Studie zeigt: Baby-Puppe sorgt für mehr Schwangerschaften

Nach Essen und frischer Windel schreiende Babysimulator-Puppen sollten Mädchen im Teenager-Alter abschrecken, schwanger zu werden. Der Gedanke scheint einleuchtend: Wer weiß, was alles auf ihn zukommt, passt bei der Verhütung besser auf. Doch das Gegenteil ist eingetreten: Forscher fanden heraus, dass es stattdessen mehr Teenager-Schwangerschaften gibt.

Babysimulator-Puppen werden in vielen Projekten zur Verhinderung von Teenager-Schwangerschaften eingesetzt. Doch die Puppen können auch den gegenteiligen Effekt haben, ermittelten Forscher des australischen Programms VIP (Virtual Infant Parenting).

Doppelt so viele Mädchen mit Puppe wurden schwanger 

Das Team um Sally Brinkman von der University of Western Australia in Adelaide hatte Daten von knapp 3000 Schülerinnen analysiert. Über mehrere Jahre hinweg habe sich das Risiko von Teenager-Schwangerschaften nicht verringert, schreiben die Autoren im Magazin „The Lancet“. Mehr noch: „Verglichen mit den Mädchen in der Kontrollgruppe, gab es bei den Mädchen im VIP-Programm eine größere Häufigkeit von Schwangerschaften und Abtreibungen.“

So gebaren acht Prozent der Mädchen in der Interventionsgruppe zumindest ein Kind, verglichen mit vier Prozent in der Kontrollgruppe.
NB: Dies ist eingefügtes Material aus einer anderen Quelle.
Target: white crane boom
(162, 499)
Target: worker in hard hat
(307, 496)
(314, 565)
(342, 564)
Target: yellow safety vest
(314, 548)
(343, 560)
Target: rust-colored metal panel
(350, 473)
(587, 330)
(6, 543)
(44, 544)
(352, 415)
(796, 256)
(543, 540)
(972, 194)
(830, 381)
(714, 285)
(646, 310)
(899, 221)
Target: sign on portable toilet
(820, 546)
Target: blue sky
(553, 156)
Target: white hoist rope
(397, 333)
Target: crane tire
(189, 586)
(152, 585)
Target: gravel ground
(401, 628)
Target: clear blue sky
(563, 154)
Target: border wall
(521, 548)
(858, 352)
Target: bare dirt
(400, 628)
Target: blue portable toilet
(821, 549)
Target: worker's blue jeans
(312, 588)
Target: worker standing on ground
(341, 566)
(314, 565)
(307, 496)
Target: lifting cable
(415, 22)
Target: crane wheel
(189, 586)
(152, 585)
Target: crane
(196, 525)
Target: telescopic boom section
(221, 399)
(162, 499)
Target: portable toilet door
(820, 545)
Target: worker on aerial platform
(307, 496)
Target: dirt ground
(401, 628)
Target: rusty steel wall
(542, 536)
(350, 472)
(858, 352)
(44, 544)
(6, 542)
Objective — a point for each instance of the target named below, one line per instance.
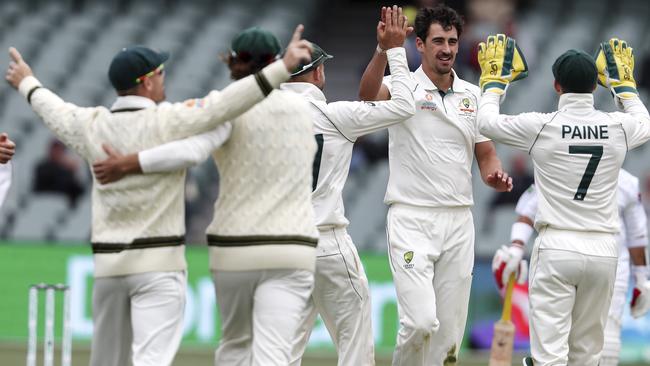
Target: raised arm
(180, 120)
(356, 119)
(371, 87)
(175, 155)
(615, 63)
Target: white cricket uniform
(6, 172)
(138, 223)
(577, 153)
(341, 293)
(634, 220)
(430, 228)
Zudem hatten neun Prozent der Teilnehmerinnen in der Gruppe mit den Baby-Simulatoren eine Abtreibung. In der Kontrollgruppe waren es nur sechs Prozent.
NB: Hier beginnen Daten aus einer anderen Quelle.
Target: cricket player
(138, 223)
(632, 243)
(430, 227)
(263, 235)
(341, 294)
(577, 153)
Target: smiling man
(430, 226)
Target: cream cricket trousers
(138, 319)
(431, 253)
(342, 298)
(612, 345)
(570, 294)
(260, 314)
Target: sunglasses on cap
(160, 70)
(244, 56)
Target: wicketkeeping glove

„Unsere Studie zeigt, dass das Programm zur Schwangerschaftsverhütung in Westaustralien, das einen Babysimulator verwendet, das Risiko einer Schwangerschaft bei Teenagern nicht verringert. Im Gegenteil, das Risiko ist sogar höher, verglichen mit Mädchen, die nicht daran teilnahmen“, sagte Studienautorin Brinkman.

Puppe speichert Daten über „Mutter-Qualitäten“

Das australische Programm VIP basiert auf dem US-Programm „RealityWorks“. In Schulen werden Teenager über wichtige Aspekte wie Rauchen und Trinken in der Schwangerschaft, Ernährung, sexuelle Gesundheit oder Verhütung informiert. Sie sehen eine Videodokumentation über eine Teenager-Mutter und müssen sich ein Wochenende lang um eine Simulator-Puppe kümmern. Die Babypuppe weint, wenn sie gefüttert, gewickelt oder in den Schlaf gewiegt werden muss und speichert, wie gut die „Mutter“ den Bedürfnissen nachgekommen ist.

Kritik an dem Programm

In einem Kommentar in „The Lancet“ schreibt Julie Quinlivan von der University of Notre Dame Australia in Fremantle, es gehöre mehr dazu, Teenager von Schwangerschaften abzuhalten, als ein solches Projekt. „Wir müssen uns an beide richten: Väter und Mütter.“ Zudem sollten die Programme schon in der Kindheit starten, da Teenagerschwangerschaften oft das Ergebnis von Ereignissen zu dieser Zeit seien. Es müsse darin investiert werden, besonders gefährdete Kinder vom Weg zur frühen Elternschaft abzulenken.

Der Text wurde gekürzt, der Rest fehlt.